We can see above that we get a JSON-like type of response from the API, with the contents produced by the LLM model inside the element "response" in each JSON object.

We can parse this JSON response from the API, and collect all the "response" elements to form the full text produced by the LLM model.

Using the same URL and HTTP Request Body, I could parse the HTTP Response using something similar to this.

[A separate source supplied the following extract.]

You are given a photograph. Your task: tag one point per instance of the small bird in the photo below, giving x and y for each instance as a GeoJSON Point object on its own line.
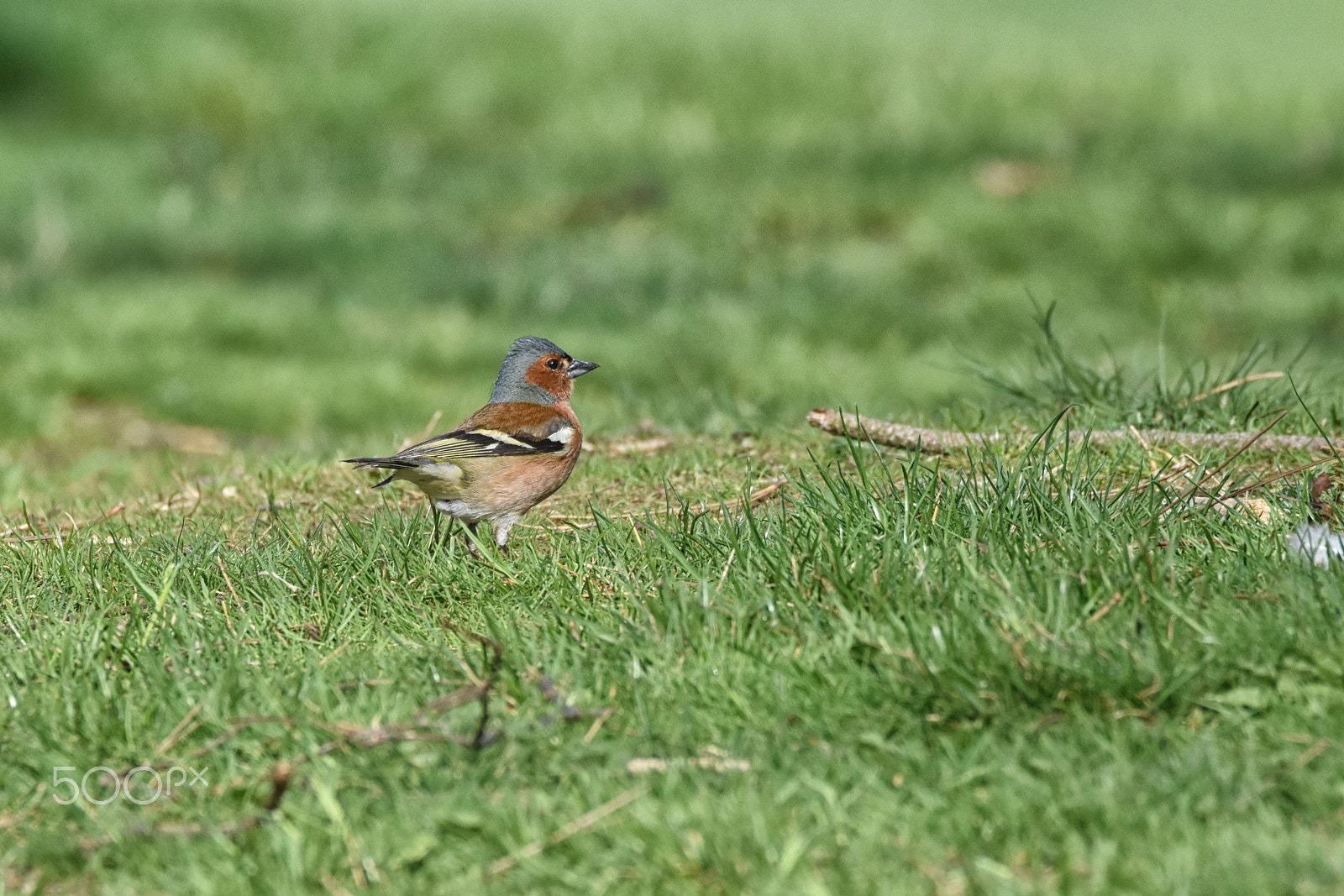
{"type": "Point", "coordinates": [511, 454]}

You can see in the example below, that we get the exact same result as we got when we executed the LLM model through the run command of ollama:

import json
import re

def parse_response(resp: str) -> dict:
    resp = resp.content.decode("utf-8")
    resp = re.sub(r'\}\n\{', '},\n{', resp)
    resp = f'[{resp}]'
    return json.loads(resp)

response = requests.post(url, data = body)
response = parse_response(response)
tokens = list()
for token in response:
    tokens.append(token['response'])

print(''.join(tokens))

[PYTHON]
def fibonacci(n):
    if n <= 1:
        return n
    else:
        return fibonacci(n-1) + fibonacci(n-2)
[/PYTHON]
[TESTS]
# Test case 1:
assert fibonacci(0) == 0
# Test case 2:
assert fibonacci(1) == 1
# Test case 3:
assert fibonacci(2) == 1
# Test case 4:
assert fibonacci(3) == 2
# Test case 5:
assert fibonacci(4) == 3
# Test case 6:
assert fibonacci(5) == 5
# Test case 7:
assert fibonacci(6) == 8
# Test case 8:
assert fibonacci(7) == 13
# Test case 9:
assert fibonacci(8) == 21
# Test case 10:
assert fibonacci(9) == 34
[/TESTS]

Going further

You can now start to develop this new knowledge you acquired in this article. Going further in your AI journey.

For example, you can:

test different LLM models, by downloading new models with ollama pull.
deploy and run Ollama on a cloud environment with specialized infrastructure (like P4 instances in Amazon EC2).
use an AI app framework, such as LangChain, to build an AI app that uses Ollama.